The story was a classic one: a jealous woman, a man who done her wrong, a gun, a struggle, and a question of where to put the blame in a blizzard of passion. It happens every day on television, in films, even in real life. But the trial of Jean Harris, 57, accused of murdering Scarsdale Diet Doctor Herman Tarnower, 69, assumed the proportions of a national melodrama. During the three-month trial, as her precious privacy and guarded respectability were stripped away, the pitiably proud former headmistress of Virginia's Madeira School for girls became the centerpiece of a passionate drama—the old battle of the sexes, fraught with newer, feminist tonalities. In the end, the outcome seemed almost predetermined: the jury found Harris guilty of second-degree murder, of shooting Dr. Tarnower with the intent to cause his death.*

During the trial, Harris had admitted driving five hours from her home in Virginia to Tarnower's Westchester County, N.Y., estate on March 10 with a gun in her purse. Nor did she dispute that, late in the night, she pulled the trigger five times (though she could not account for all of the shots), wounding the doctor, whose lover she had been for 14 years, four times. But in her eight days of testimony she insisted that she only wanted to kill herself, and Tarnower died trying to save her.

The summation by Defense Attorney Joel Aurnou, 47, was emotional and dramatic. "Don't let Dr. Tarnower's life itself be tarnished!" he shouted. "Don't say he died as a result of a homicidal rage, of some sordid affair. Restore the dignity of Dr. Tarnower, who himself died trying to save Jean Harris." He ended his impassioned plea by quoting a poem of Edna St. Vincent Millay: "I miss him in the weeping of the rain . . ."

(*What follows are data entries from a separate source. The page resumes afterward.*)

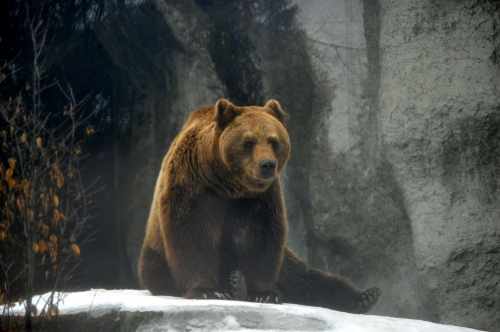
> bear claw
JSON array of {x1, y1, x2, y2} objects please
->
[
  {"x1": 250, "y1": 292, "x2": 281, "y2": 304},
  {"x1": 187, "y1": 288, "x2": 232, "y2": 300},
  {"x1": 356, "y1": 287, "x2": 381, "y2": 313}
]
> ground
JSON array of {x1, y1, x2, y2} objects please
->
[{"x1": 3, "y1": 289, "x2": 484, "y2": 331}]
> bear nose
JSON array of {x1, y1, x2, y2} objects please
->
[{"x1": 259, "y1": 159, "x2": 276, "y2": 178}]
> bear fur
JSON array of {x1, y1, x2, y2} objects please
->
[{"x1": 138, "y1": 98, "x2": 380, "y2": 312}]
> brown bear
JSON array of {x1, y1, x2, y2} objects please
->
[{"x1": 138, "y1": 98, "x2": 380, "y2": 312}]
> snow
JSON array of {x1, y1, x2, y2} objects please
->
[{"x1": 4, "y1": 289, "x2": 484, "y2": 332}]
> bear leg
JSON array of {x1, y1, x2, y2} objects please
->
[
  {"x1": 278, "y1": 248, "x2": 381, "y2": 313},
  {"x1": 138, "y1": 246, "x2": 179, "y2": 296}
]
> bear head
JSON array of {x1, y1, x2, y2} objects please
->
[{"x1": 214, "y1": 98, "x2": 291, "y2": 193}]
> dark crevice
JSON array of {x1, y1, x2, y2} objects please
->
[
  {"x1": 361, "y1": 0, "x2": 382, "y2": 166},
  {"x1": 196, "y1": 0, "x2": 264, "y2": 105},
  {"x1": 361, "y1": 0, "x2": 439, "y2": 320}
]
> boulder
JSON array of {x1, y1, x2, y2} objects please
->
[{"x1": 4, "y1": 289, "x2": 485, "y2": 332}]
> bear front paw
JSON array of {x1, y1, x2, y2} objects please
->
[
  {"x1": 185, "y1": 288, "x2": 232, "y2": 300},
  {"x1": 355, "y1": 287, "x2": 381, "y2": 313},
  {"x1": 229, "y1": 270, "x2": 248, "y2": 301}
]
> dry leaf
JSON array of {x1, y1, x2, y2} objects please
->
[
  {"x1": 85, "y1": 126, "x2": 95, "y2": 136},
  {"x1": 20, "y1": 132, "x2": 27, "y2": 143},
  {"x1": 74, "y1": 146, "x2": 82, "y2": 156},
  {"x1": 40, "y1": 223, "x2": 49, "y2": 237},
  {"x1": 16, "y1": 196, "x2": 25, "y2": 211},
  {"x1": 7, "y1": 177, "x2": 16, "y2": 189},
  {"x1": 53, "y1": 194, "x2": 59, "y2": 207},
  {"x1": 38, "y1": 240, "x2": 48, "y2": 253},
  {"x1": 56, "y1": 174, "x2": 64, "y2": 188},
  {"x1": 49, "y1": 234, "x2": 58, "y2": 244},
  {"x1": 7, "y1": 158, "x2": 16, "y2": 170},
  {"x1": 21, "y1": 179, "x2": 31, "y2": 196},
  {"x1": 70, "y1": 243, "x2": 81, "y2": 257},
  {"x1": 52, "y1": 209, "x2": 64, "y2": 224},
  {"x1": 51, "y1": 164, "x2": 65, "y2": 188},
  {"x1": 41, "y1": 192, "x2": 49, "y2": 212},
  {"x1": 32, "y1": 242, "x2": 40, "y2": 253},
  {"x1": 27, "y1": 208, "x2": 34, "y2": 221}
]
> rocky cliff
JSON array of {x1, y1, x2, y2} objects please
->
[{"x1": 72, "y1": 1, "x2": 499, "y2": 330}]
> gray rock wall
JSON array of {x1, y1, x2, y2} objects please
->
[
  {"x1": 293, "y1": 0, "x2": 431, "y2": 320},
  {"x1": 292, "y1": 0, "x2": 500, "y2": 330},
  {"x1": 379, "y1": 0, "x2": 500, "y2": 329},
  {"x1": 291, "y1": 0, "x2": 499, "y2": 330},
  {"x1": 91, "y1": 1, "x2": 499, "y2": 330}
]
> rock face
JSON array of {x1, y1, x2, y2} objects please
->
[
  {"x1": 289, "y1": 1, "x2": 500, "y2": 330},
  {"x1": 73, "y1": 1, "x2": 499, "y2": 330},
  {"x1": 292, "y1": 0, "x2": 429, "y2": 320},
  {"x1": 5, "y1": 290, "x2": 485, "y2": 332},
  {"x1": 378, "y1": 1, "x2": 500, "y2": 329}
]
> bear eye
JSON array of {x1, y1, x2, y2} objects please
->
[
  {"x1": 268, "y1": 137, "x2": 280, "y2": 150},
  {"x1": 243, "y1": 139, "x2": 256, "y2": 150}
]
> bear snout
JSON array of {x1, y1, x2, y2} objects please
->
[{"x1": 259, "y1": 159, "x2": 277, "y2": 178}]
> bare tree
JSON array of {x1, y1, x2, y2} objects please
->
[{"x1": 0, "y1": 15, "x2": 97, "y2": 332}]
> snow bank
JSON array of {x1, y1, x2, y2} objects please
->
[{"x1": 4, "y1": 289, "x2": 484, "y2": 331}]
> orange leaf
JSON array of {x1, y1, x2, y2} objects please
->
[
  {"x1": 7, "y1": 177, "x2": 16, "y2": 189},
  {"x1": 85, "y1": 127, "x2": 95, "y2": 136},
  {"x1": 16, "y1": 196, "x2": 25, "y2": 211},
  {"x1": 36, "y1": 137, "x2": 43, "y2": 148},
  {"x1": 5, "y1": 168, "x2": 13, "y2": 179},
  {"x1": 56, "y1": 174, "x2": 64, "y2": 189},
  {"x1": 49, "y1": 234, "x2": 58, "y2": 244},
  {"x1": 32, "y1": 242, "x2": 40, "y2": 253},
  {"x1": 70, "y1": 243, "x2": 81, "y2": 257},
  {"x1": 52, "y1": 209, "x2": 64, "y2": 224},
  {"x1": 7, "y1": 158, "x2": 16, "y2": 170},
  {"x1": 53, "y1": 194, "x2": 59, "y2": 207},
  {"x1": 40, "y1": 223, "x2": 49, "y2": 237},
  {"x1": 21, "y1": 179, "x2": 31, "y2": 195},
  {"x1": 51, "y1": 164, "x2": 65, "y2": 188},
  {"x1": 38, "y1": 240, "x2": 48, "y2": 253}
]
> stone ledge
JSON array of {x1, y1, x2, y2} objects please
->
[{"x1": 3, "y1": 289, "x2": 484, "y2": 331}]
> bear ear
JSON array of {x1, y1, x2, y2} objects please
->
[
  {"x1": 214, "y1": 98, "x2": 240, "y2": 128},
  {"x1": 264, "y1": 99, "x2": 288, "y2": 123}
]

Prosecutor George Bolen, 34, was cold and indignant in his summation, insisting that jealousy over Tarnower's affair with his lab assistant, Lynne Tryforos, 38, was the motivating factor for murder. Argued Bolen: "There was dual intent, to take her own life, but also an intent to do something else . . . to punish Herman Tarnower . . . to kill him and keep him from Lynne Tryforos." Bolen ridiculed the notion that Harris fired her .32-cal. revolver by accident. He urged the jury to examine the gun while deliberating. Said he: "Try pulling the trigger. It has 14 pounds of pull. Just see how difficult it would be to pull, double action, four times by accident." Bolen, who was thought by his superiors to be too gentle when he cross-examined Harris earlier in the trial, showed little mercy as he painted a vivid picture of what he claims happened that night. He dramatically raised his hand in the defensive stance he says Tarnower used when Harris pointed the gun at him. When the judge sustained an objection by Aurnou that Bolen's version went beyond the evidence presented, the taut Harris applauded until her body shook.